Caritas beendet Leiharbeit zu hohem Preis für die Mitarbeiter:

Gott ist Nächstenliebe - Deus Caritas est.
Deus Caritas est. Gott ist Nächstenliebe. Gott ist nicht Profit und auch nicht Lohnraub. (Bild: wikicommons)

Laut der Tageszeitung Neues Deutschland vom 22.07.2013 will die Caritas Berlin sich von ihrer Tochter-Leiharbeitsfirma pro cura Service GmbH trennen und deren rund 300 Beschäftigen Festanstellungen anbieten. Die Gewerkschaft ver.di weist aber auf einen erheblichden Pferdefuß hin: Die LeiharbeiterInnen sollen als Berufsanfänger eingestellt werden – obwohl sie z.T. lange Jahre beschäftigt sind. Eine Übernahme erfolge laut Presseberichgt nur, wenn die Mitarbeiter auf die Anerkennung ihrer Berufserfahrung und ihrer Berufsjahre verzichten, was sich auf den Lohn und die Rentenerwartungen auswirkt. Ina R., stellvertretende Betriebsratsvorsitzende bei pro cura, erklärt dazu:

„Die 300 betroffenen Pflegekräfte haben nur eine Chance auf eine bessere Lohngruppe, und das ist die Berufserfahrung, die jetzt nicht anerkannt werden soll. Die Anstellung bei pro cura bedeutet bereits seit Jahren geringeren Lohn, geringere Nachtzuschläge, aber auch weniger Urlaubstage, im Gegensatz zu direkt bei der Caritas angestellten Mitarbeitern.“

Ein weiterer krasser Fall aus dem Gesundheitswesen:

Alfried-Krupp-Krankenhaus in Essen lässt Betriebsrat bespitzeln

Der Fall des nach 20 Jahren Betriebszugehörigkeit gekündigten Tobias M. fand schon in den Frontberichten der 28. KW Erwähnung.

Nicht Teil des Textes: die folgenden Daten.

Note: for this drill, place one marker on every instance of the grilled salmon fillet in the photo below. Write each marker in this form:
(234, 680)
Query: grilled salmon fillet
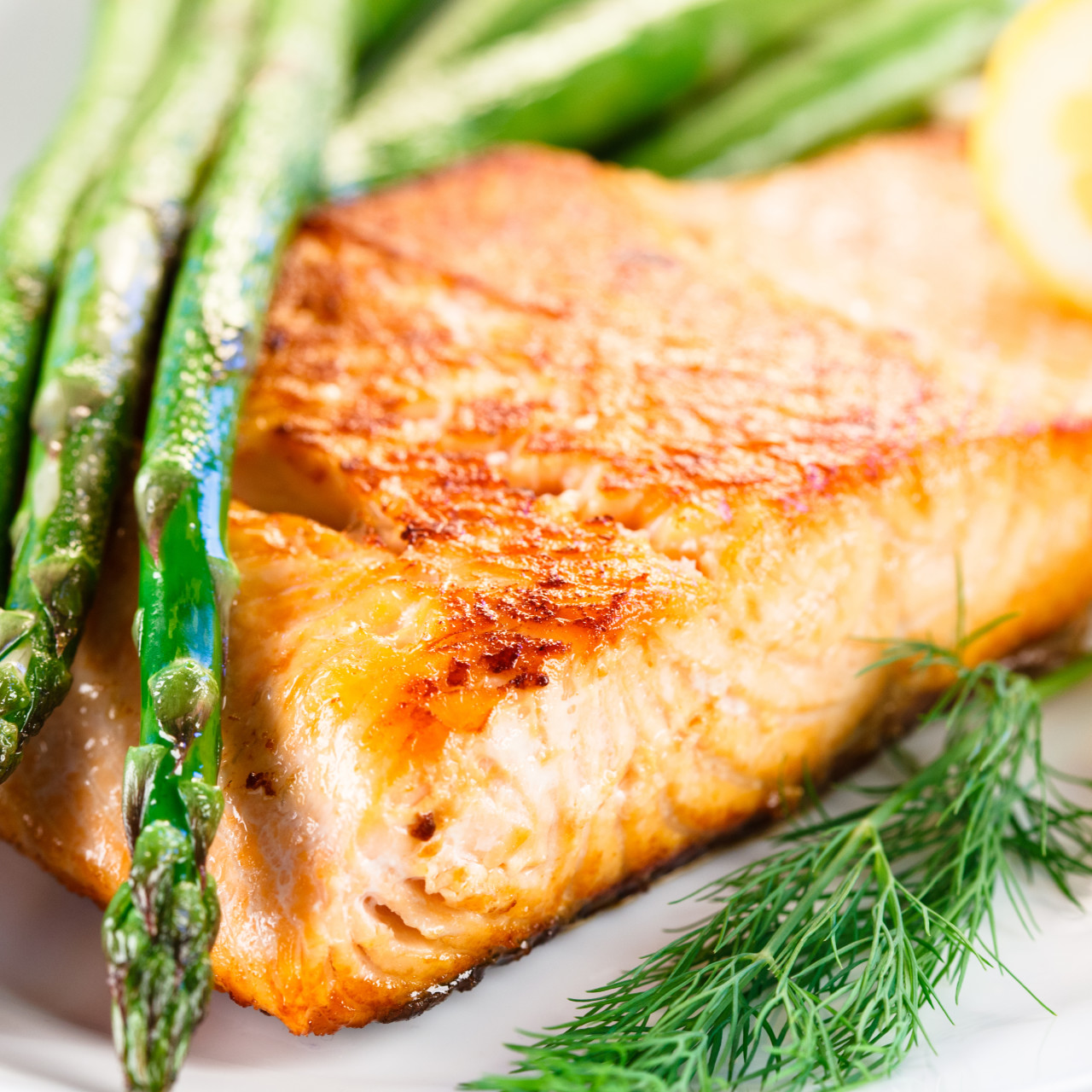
(565, 498)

Bei der Gerichtsverhandlung gegen das langjährige Betriebsratsmitglied im Krupp-Krankenhaus kam laut WAZ vom 25.07.13 heraus, dass die Geschäftsleitung sogar einen Detektiv auf Tobias M.  angesetzt hat. Dieser sollte herausfinden, welche Inhalte Tobias M. bei Ver.di-Seminaren vermittelt. Der Zeitaufwand für die von Tobias M. gegebenen Seminare sollen, so Geschätsführer Horst A. Jeschke, unter anderem auch Anlass für die Kündigung sein. Das Urteil soll Ende August gesprochen werden.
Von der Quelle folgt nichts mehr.